J’étais motivée et bien décidée à faire une saison d’ultra cette année. Je pensais faire le 50 km du 5 Peaks à Orford et le 100 km du QMT. Je m’entraînais. J’augmentais le volume graduellement sous la supervision de mon entraîneur et je faisais du renforcement musculaire. Tout allait bien. Mes heures d’entraînement pour les mois de février et mars battaient tous mes records personnels.Tout allait bien jusqu’à ce que je commence à sentir une légère douleur sur le côté du genou. Mais ça va passer. Tout va bien! Je continue à m’entraîner. La douleur part et revient…Je me dis que ce n’est rien de sérieux. Je continue.
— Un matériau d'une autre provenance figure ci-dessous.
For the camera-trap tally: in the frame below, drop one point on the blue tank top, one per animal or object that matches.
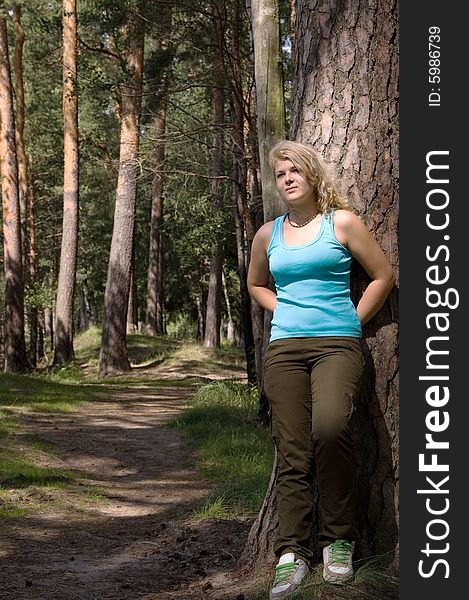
(312, 282)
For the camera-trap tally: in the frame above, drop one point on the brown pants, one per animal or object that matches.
(311, 384)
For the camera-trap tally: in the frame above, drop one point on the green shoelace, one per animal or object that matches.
(340, 552)
(283, 572)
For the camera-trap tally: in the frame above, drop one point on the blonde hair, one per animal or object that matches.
(314, 170)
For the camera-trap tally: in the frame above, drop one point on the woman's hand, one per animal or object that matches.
(259, 274)
(352, 233)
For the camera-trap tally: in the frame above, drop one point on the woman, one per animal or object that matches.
(314, 362)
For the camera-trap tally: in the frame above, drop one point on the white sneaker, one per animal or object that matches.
(338, 561)
(289, 573)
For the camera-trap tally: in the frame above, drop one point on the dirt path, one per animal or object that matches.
(134, 544)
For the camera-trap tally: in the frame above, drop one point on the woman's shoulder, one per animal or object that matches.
(263, 234)
(346, 217)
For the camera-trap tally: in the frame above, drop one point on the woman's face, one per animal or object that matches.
(292, 186)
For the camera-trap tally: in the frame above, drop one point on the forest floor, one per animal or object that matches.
(118, 520)
(133, 538)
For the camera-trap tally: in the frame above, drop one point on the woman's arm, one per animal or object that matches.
(353, 234)
(258, 273)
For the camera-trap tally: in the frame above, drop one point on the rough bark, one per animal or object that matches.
(269, 95)
(14, 340)
(20, 149)
(345, 105)
(270, 128)
(155, 282)
(239, 198)
(114, 356)
(213, 314)
(27, 197)
(68, 256)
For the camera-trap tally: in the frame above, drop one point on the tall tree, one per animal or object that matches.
(14, 340)
(27, 197)
(68, 256)
(270, 125)
(213, 313)
(114, 356)
(240, 188)
(345, 105)
(23, 179)
(154, 324)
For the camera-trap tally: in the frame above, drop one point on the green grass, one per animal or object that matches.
(26, 486)
(234, 451)
(38, 393)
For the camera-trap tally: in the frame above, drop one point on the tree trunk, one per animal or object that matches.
(114, 356)
(269, 95)
(68, 256)
(345, 105)
(84, 307)
(132, 312)
(213, 315)
(14, 340)
(155, 284)
(20, 150)
(200, 316)
(239, 198)
(27, 196)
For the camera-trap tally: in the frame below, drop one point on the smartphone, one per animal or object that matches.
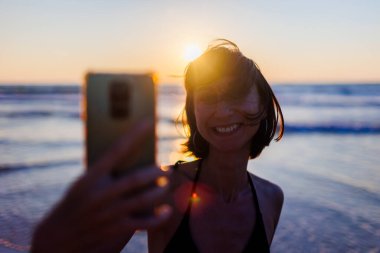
(113, 103)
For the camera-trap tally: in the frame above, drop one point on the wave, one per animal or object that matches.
(42, 164)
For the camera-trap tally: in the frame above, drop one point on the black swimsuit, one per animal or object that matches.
(182, 241)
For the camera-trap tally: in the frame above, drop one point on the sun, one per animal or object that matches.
(191, 52)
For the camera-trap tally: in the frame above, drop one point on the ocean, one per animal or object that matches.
(328, 163)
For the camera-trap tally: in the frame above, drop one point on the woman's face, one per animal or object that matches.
(222, 117)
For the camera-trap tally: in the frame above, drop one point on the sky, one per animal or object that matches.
(293, 41)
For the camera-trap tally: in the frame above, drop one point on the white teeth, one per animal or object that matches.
(228, 129)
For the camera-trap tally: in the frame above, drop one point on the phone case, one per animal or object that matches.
(113, 103)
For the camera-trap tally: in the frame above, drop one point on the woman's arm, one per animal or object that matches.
(97, 212)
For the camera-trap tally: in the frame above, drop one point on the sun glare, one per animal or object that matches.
(192, 51)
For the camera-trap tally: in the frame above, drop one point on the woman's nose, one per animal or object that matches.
(223, 109)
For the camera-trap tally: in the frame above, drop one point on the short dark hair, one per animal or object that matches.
(224, 59)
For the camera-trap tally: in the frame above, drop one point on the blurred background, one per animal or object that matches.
(321, 57)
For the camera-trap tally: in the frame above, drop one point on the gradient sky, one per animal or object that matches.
(292, 41)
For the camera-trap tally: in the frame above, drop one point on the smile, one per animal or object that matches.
(227, 129)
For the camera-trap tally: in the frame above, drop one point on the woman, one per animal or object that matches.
(212, 204)
(231, 115)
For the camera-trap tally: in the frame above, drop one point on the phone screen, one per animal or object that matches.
(113, 104)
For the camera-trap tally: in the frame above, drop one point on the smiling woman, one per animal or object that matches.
(212, 204)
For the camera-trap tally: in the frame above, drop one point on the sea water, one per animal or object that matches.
(327, 163)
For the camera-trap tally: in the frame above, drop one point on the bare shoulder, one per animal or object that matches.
(271, 198)
(269, 190)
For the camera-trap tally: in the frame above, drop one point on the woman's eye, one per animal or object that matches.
(207, 97)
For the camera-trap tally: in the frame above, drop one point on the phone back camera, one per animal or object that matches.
(120, 96)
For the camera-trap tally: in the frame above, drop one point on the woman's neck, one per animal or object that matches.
(226, 173)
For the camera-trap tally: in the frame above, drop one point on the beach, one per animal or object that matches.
(327, 163)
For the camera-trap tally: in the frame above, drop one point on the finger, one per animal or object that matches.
(139, 204)
(124, 229)
(128, 144)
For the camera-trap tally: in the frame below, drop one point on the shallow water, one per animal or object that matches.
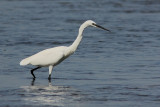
(120, 68)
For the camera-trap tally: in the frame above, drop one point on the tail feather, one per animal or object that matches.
(24, 62)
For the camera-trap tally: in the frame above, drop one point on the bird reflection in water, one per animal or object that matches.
(50, 94)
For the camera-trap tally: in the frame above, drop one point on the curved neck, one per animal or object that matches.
(78, 39)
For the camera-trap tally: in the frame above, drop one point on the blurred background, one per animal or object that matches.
(121, 68)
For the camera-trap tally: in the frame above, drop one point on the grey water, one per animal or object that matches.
(117, 69)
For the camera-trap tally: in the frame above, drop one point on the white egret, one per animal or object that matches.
(53, 56)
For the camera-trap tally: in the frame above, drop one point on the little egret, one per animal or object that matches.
(53, 56)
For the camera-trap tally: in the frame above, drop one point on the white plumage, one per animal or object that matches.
(53, 56)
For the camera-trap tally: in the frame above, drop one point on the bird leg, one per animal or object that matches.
(34, 70)
(50, 71)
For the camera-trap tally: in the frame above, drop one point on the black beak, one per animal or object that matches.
(101, 27)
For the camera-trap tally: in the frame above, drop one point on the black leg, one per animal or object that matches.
(34, 70)
(49, 78)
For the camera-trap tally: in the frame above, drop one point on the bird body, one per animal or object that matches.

J’essaie de trouver la cause de la douleur; un faux mouvement ou pas assez d’étirements, trop d’étirements ou un déséquilibre alimentaire? Je deviens limite hypocondriaque et parano. Mais je ne change rien à mon entraînement. Je veux faire des Ultras. J’ai besoin de courir. Courir est pour moi une façon de décompresser. Je suis quelqu’un de stressé en général dans la vie, et ce, pour aucune raison valable. Je suis faite comme ça, je suis comme toujours en état d’alerte pour rien. La seule façon que j’ai trouvée pour gérer mon stress c’est de courir. Après une sortie de trail, mon niveau de stress passe d’un écureuil caféiné à un hibou perché sur son arbre.
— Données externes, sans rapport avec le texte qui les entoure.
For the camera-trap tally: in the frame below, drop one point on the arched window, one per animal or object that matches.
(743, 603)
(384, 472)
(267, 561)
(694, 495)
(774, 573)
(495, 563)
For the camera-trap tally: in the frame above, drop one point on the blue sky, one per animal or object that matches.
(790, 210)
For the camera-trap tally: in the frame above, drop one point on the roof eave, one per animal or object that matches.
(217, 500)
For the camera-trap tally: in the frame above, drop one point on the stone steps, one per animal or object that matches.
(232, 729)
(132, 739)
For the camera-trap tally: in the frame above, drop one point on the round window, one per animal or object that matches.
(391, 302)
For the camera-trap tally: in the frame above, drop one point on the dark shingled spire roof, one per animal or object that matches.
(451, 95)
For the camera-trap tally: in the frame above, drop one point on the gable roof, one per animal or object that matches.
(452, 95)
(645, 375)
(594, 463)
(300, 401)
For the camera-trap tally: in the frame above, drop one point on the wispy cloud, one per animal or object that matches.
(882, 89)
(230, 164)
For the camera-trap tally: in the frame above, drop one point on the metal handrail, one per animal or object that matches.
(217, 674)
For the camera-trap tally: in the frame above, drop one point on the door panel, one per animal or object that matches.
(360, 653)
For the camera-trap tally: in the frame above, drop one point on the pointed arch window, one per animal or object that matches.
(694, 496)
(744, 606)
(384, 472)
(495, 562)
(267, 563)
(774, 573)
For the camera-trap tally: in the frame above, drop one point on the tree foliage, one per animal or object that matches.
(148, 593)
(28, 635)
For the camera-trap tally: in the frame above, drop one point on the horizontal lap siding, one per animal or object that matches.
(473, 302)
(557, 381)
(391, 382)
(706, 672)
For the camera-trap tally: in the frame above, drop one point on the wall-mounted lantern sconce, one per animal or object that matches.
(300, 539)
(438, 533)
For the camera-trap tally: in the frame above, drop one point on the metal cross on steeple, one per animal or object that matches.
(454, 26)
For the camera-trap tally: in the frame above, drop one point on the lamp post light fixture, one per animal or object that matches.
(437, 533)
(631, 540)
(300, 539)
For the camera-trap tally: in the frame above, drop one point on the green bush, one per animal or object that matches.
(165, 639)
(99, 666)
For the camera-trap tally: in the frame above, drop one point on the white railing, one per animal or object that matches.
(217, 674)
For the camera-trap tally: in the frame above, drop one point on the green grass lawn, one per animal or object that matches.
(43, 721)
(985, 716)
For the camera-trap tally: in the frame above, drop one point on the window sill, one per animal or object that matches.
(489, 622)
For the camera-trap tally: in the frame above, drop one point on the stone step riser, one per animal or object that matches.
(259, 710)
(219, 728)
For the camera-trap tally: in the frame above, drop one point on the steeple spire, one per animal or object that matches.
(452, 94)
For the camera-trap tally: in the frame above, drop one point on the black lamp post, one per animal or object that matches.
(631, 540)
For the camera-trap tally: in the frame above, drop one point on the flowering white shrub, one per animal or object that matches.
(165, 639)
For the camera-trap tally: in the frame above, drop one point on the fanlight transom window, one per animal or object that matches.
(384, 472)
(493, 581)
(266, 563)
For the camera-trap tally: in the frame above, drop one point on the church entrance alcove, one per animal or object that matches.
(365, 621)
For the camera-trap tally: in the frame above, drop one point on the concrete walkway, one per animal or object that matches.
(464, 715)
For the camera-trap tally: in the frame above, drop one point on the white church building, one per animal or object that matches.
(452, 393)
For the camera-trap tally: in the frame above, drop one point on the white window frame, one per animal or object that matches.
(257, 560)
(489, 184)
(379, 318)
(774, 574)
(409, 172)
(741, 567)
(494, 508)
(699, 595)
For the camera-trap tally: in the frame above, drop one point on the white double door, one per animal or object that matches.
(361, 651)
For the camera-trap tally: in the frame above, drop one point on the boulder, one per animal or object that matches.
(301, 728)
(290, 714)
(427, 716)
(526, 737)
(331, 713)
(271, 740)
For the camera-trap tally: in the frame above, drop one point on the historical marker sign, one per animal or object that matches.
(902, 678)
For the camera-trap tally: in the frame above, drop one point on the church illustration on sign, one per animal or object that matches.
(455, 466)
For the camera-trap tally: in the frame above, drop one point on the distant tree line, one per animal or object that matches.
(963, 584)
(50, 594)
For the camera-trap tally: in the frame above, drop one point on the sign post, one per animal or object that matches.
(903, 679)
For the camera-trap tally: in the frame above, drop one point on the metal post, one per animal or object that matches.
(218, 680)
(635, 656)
J’ai besoin de courir pour gérer ma vie. Me rendre à l’évidence que je dois arrêter ne me plaît pas. Mais courir blessée me stresse parce que je ne veux pas aggraver ma situation. Je ne peux plus ignorer la douleur; je la ressens quand je marche. Je stresse aussi parce que je ne veux pas décevoir tous les gens à qui j’ai dit que j’étais trop contente de faire des Ultra. Mon moyen de gérer mon stress devient un facteur de stress. Rien ne va plus! Mais je veux encore atteindre mes objectifs. Je ralentis un peu mes efforts, diminue les durées de sorties et fais un peu de vélo. Ce n’est pas mon premier Ultra, je veux repousser mes limites.  Me prouver que je peux le faire. Je veux voir si je peux aller plus loin encore. Plus loin dans la douleur? Non ce n’est pas une bonne idée…
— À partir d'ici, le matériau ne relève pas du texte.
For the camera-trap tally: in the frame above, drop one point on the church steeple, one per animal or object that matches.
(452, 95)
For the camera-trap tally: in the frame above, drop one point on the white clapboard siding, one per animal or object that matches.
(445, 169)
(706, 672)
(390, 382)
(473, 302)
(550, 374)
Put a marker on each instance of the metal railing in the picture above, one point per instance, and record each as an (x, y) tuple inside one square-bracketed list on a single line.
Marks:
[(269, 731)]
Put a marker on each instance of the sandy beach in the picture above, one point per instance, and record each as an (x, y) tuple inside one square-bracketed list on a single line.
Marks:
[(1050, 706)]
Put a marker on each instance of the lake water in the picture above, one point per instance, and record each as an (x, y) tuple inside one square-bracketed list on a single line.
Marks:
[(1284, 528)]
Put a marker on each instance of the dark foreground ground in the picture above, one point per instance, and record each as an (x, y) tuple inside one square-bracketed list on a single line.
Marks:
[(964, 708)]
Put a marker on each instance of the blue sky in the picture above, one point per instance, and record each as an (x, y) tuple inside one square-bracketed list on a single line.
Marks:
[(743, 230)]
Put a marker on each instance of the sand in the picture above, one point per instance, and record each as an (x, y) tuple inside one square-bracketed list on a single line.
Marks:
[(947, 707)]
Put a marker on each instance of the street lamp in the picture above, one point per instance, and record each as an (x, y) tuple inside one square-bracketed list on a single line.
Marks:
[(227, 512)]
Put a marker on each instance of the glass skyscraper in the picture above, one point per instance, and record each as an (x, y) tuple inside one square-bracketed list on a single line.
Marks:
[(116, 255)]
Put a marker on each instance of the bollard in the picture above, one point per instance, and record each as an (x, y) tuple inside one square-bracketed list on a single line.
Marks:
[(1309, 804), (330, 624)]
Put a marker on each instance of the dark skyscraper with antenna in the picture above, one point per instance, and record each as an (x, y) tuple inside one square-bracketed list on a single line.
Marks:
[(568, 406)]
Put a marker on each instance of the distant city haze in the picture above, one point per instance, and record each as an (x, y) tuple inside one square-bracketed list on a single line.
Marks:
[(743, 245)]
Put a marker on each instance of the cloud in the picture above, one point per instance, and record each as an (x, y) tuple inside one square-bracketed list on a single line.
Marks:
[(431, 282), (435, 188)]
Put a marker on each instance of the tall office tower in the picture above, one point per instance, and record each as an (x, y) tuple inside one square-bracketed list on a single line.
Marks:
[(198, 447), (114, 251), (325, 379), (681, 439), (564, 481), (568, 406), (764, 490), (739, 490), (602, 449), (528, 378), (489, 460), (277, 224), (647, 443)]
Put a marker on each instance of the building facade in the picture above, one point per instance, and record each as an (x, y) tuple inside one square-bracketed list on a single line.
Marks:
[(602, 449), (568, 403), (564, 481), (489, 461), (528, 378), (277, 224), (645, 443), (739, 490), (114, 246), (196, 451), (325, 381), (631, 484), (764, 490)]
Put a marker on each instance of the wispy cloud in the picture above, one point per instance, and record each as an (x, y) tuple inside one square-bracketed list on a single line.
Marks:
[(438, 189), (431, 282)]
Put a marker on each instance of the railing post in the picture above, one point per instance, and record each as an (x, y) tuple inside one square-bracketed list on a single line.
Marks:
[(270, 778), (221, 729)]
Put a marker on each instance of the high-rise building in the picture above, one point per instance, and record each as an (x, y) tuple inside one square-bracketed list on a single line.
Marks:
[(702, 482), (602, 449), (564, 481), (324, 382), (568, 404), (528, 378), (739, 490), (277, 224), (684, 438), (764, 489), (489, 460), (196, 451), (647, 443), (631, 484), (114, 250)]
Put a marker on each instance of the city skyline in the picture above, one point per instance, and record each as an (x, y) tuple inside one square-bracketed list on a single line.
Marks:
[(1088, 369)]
Je commence à réaliser en mai que ça n’a plus d’allure. Certaines personnes de mon entourage me poussent à la réflexion et je les en remercie. J’ai moins de plaisir à courir; les longues sorties sont devenues trop douloureuses.  Je me demande alors ce que je dirais à une amie dans ma situation. Je lui dirais clairement de ralentir, d’aller voir un professionnel et de prendre soin d’elle. Mais pourquoi j’ai autant de difficulté à le faire pour moi? Parce que mes objectifs m’aveuglent? Par orgueil? Non, je pense que c’est seulement que j’aime courir longtemps. J’aime courir dans les trails où je perds la notion du temps. Où le terrain change tout le temps, où ce n’est jamais comme la dernière fois. L’averse de la veille a changé les sillons de ma trail préférée, les feuilles ont poussé davantage, il y a plus de fougère; bref, c’est toujours du nouveau. Mais les conditions que j’aime n’y sont plus parce que je suis trop concentrée sur la douleur.

Je vois un physiothérapeute depuis quelques semaines et je suis sur la bonne voie pour guérir de mon vilain syndrome fémoro-patellaire. Je fais de plus petites sorties et écoute mon corps. Je cours sans douleur et pour le plaisir de nouveau. Il m’aura fallu du temps pour que j’admette que ça n’a plus de bon sens, que je prenne la décision de renoncer aux longues distances pour un moment. Que mon vélo à une vitesse devienne ma monture de choix. Que les exercices de renforcements et les étirements fassent partie de ma vie pour de bon. Et que j’arrête de me soucier de l’avis des autres, que mon corps, je dois en prendre soin si je veux atteindre mon objectif ultime qui est de courir jusqu’à 80 ans.

J’ai d’ailleurs réduit les distances des deux courses auquelles j’étais inscrite. Je ferai un 25 km à Orford, ce qui est quand même beaucoup, vu les circonstances, je le sais. Mais je me suis mise des barèmes à respecter. Si la douleur persiste durant la course, j’arrête. Je ferai aussi la combinaison de la course verticale suivie du 10 km au Québec Méga Trail. Comme lors d’un Ultra, j’ai passé par toutes sortes d’émotions pour en arriver à la conclusion que le but principal est d’avoir du plaisir à courir.